I am sometimes amazed at how many people try to transform organizations using methods that look like the first two scenarios: authoritarian decree and micromanagement (68).
Vision refers to a picture of the future with some implicit or explicit commentary on why people should strive to create that future (68).
Clarifying the direction of change is important because, more often than not, people disagree on direction, or are confused, or wonder whether significant change is really necessary. An effective vision and back-up strategies help resolve these issues (69).

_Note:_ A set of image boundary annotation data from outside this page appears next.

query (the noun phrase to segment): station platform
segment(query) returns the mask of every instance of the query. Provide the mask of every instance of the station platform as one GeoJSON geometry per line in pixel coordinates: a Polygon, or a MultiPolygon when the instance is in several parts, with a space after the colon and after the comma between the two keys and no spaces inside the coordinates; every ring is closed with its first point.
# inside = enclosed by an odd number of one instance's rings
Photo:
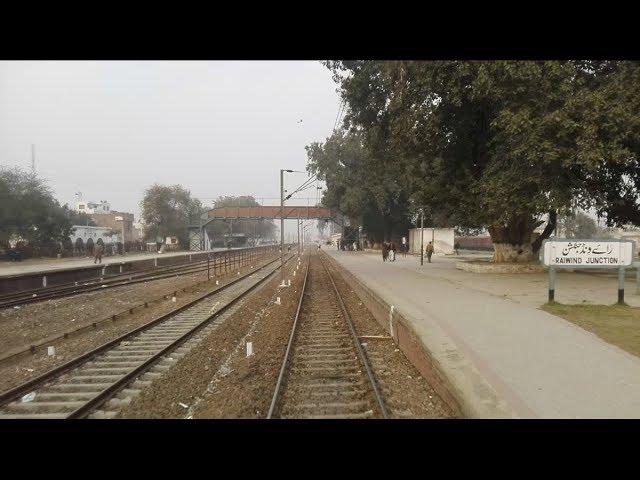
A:
{"type": "MultiPolygon", "coordinates": [[[[420,266],[410,255],[391,263],[380,253],[324,251],[410,324],[464,416],[640,418],[640,359],[540,310],[544,274],[465,272],[456,257],[420,266]]],[[[556,285],[562,303],[617,299],[615,278],[566,273],[556,285]]],[[[627,303],[640,305],[635,283],[626,289],[627,303]]]]}
{"type": "MultiPolygon", "coordinates": [[[[211,252],[228,250],[216,248],[211,252]]],[[[233,249],[232,249],[233,250],[233,249]]],[[[134,262],[138,260],[153,260],[154,258],[181,257],[199,252],[137,252],[125,255],[112,255],[102,257],[101,265],[120,264],[122,262],[134,262]]],[[[93,257],[67,257],[67,258],[33,258],[20,262],[0,261],[0,278],[27,273],[48,273],[56,270],[66,270],[81,267],[94,266],[93,257]]]]}

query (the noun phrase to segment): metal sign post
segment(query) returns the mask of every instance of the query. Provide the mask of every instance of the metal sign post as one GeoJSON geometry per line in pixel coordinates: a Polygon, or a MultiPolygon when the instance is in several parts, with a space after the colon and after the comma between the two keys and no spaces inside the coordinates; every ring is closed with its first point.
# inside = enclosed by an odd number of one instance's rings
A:
{"type": "Polygon", "coordinates": [[[633,264],[634,243],[629,240],[545,240],[543,261],[549,267],[549,302],[555,297],[557,268],[617,268],[618,304],[624,304],[625,269],[633,264]]]}
{"type": "Polygon", "coordinates": [[[424,265],[424,210],[420,209],[420,265],[424,265]]]}

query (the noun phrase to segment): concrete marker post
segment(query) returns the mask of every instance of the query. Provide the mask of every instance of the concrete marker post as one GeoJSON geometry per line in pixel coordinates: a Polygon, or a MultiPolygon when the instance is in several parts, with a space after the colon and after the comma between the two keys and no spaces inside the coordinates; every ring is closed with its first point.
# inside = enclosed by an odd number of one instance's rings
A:
{"type": "Polygon", "coordinates": [[[618,269],[618,305],[624,305],[624,267],[618,269]]]}
{"type": "Polygon", "coordinates": [[[556,269],[549,267],[549,303],[554,302],[556,293],[556,269]]]}

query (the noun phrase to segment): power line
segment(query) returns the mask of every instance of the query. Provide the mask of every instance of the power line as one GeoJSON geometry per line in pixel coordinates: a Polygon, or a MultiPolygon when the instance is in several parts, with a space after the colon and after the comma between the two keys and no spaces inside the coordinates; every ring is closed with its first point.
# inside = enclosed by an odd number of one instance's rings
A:
{"type": "Polygon", "coordinates": [[[333,122],[333,131],[336,130],[336,125],[338,125],[338,118],[340,117],[340,113],[342,112],[342,108],[344,107],[344,98],[340,102],[340,107],[338,108],[338,114],[336,115],[336,121],[333,122]]]}

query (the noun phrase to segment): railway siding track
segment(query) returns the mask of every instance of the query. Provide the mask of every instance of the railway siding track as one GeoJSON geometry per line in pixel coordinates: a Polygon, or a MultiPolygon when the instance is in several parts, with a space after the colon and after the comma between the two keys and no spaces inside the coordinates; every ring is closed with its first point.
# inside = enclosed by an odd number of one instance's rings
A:
{"type": "MultiPolygon", "coordinates": [[[[273,260],[268,260],[267,263],[272,263],[273,260]]],[[[246,267],[246,265],[243,265],[243,267],[246,267]]],[[[241,267],[241,268],[243,268],[241,267]]],[[[251,267],[253,268],[253,266],[251,267]]],[[[260,267],[258,267],[260,268],[260,267]]],[[[164,295],[160,295],[158,297],[155,298],[151,298],[151,299],[147,299],[144,302],[140,302],[138,304],[135,305],[130,305],[127,308],[112,313],[100,320],[96,320],[90,324],[87,325],[83,325],[81,327],[72,329],[72,330],[68,330],[65,331],[59,335],[56,336],[52,336],[52,337],[48,337],[46,339],[44,339],[43,341],[37,342],[37,343],[33,343],[31,345],[29,345],[27,348],[23,348],[20,350],[13,350],[13,351],[9,351],[7,352],[5,355],[0,356],[0,365],[2,365],[3,363],[7,363],[10,362],[12,360],[15,360],[18,357],[21,356],[27,356],[27,355],[33,355],[35,354],[37,351],[40,350],[46,350],[47,346],[52,345],[56,342],[59,342],[63,339],[67,339],[67,338],[71,338],[75,335],[78,335],[82,332],[86,332],[86,331],[91,331],[91,330],[96,330],[98,329],[102,324],[106,324],[106,323],[111,323],[111,322],[115,322],[117,319],[125,316],[125,315],[131,315],[134,313],[134,311],[139,311],[140,309],[145,309],[148,308],[150,305],[159,303],[163,300],[166,299],[171,299],[171,297],[177,297],[178,296],[178,292],[187,292],[187,291],[191,291],[193,289],[197,289],[207,283],[209,283],[211,280],[202,280],[202,281],[198,281],[195,282],[187,287],[183,287],[180,290],[175,290],[173,293],[168,293],[168,294],[164,294],[164,295]]]]}
{"type": "MultiPolygon", "coordinates": [[[[292,257],[289,257],[289,260],[292,257]]],[[[116,340],[92,350],[47,374],[0,395],[0,419],[112,417],[113,399],[132,382],[138,387],[169,368],[170,354],[198,333],[217,326],[216,320],[280,268],[274,260],[203,297],[159,317],[116,340]],[[259,277],[257,280],[254,277],[259,277]],[[152,367],[155,371],[149,371],[152,367]],[[107,402],[107,409],[96,410],[107,402]]],[[[199,338],[199,337],[196,337],[199,338]]],[[[132,391],[136,391],[135,388],[132,391]]],[[[127,393],[124,391],[124,394],[127,393]]],[[[126,400],[120,400],[125,402],[126,400]]]]}
{"type": "Polygon", "coordinates": [[[111,274],[85,281],[4,294],[0,295],[0,309],[206,271],[213,272],[215,276],[217,272],[222,273],[224,271],[224,273],[227,273],[234,268],[246,265],[251,258],[255,258],[254,255],[268,255],[265,252],[233,252],[230,258],[221,253],[214,254],[209,262],[207,260],[199,260],[188,264],[168,265],[137,272],[111,274]],[[242,254],[238,254],[238,252],[242,254]]]}
{"type": "Polygon", "coordinates": [[[386,418],[387,409],[342,297],[309,257],[267,418],[386,418]]]}

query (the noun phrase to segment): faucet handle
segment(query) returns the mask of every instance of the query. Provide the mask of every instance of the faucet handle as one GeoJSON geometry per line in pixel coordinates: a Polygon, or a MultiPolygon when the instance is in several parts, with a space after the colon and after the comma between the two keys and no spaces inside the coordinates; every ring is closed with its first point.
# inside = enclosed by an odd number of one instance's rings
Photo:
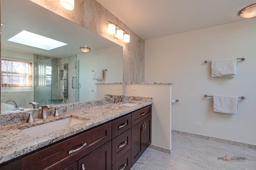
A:
{"type": "Polygon", "coordinates": [[[55,111],[54,112],[54,113],[53,114],[53,116],[56,117],[59,116],[60,115],[59,115],[59,112],[58,111],[58,109],[60,108],[60,107],[62,106],[60,106],[55,107],[55,111]]]}
{"type": "Polygon", "coordinates": [[[29,104],[32,104],[33,109],[38,109],[39,108],[39,104],[36,102],[31,102],[29,104]]]}
{"type": "Polygon", "coordinates": [[[33,117],[32,111],[28,111],[26,112],[24,112],[24,113],[29,113],[29,115],[28,115],[28,119],[26,121],[26,122],[31,123],[31,122],[33,122],[33,121],[35,121],[35,119],[34,119],[34,117],[33,117]]]}
{"type": "Polygon", "coordinates": [[[120,96],[120,99],[121,99],[121,101],[120,102],[124,102],[124,98],[125,96],[124,95],[122,95],[120,96]]]}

A good vision acknowledges that sacrifices will be necessary but makes clear that these sacrifices will yield particular benefits and personal satisfactions that are far superior to those available today—or tomorrow—without attempting to change (70).
Characteristics of an Effective Vision (72)
- Imaginable: Conveys a picture of what the future will look like.
- Desirable: Appeals to the long-term interests of employees, customers, stockholders, and others who have a stake in the enterprise.
- Feasible: Comprises realistic, attainable goals.
- Focused: Is clear enough to provide guidance in decision making.
- Flexible: Is general enough to allow individual initiative and alternative responses in light of changing conditions.
- Communicable: Is easy to communicate; can be successfully explained within five minutes.
Vision creation is almost always a messy, difficult, and sometimes emotionally charged exercise (79).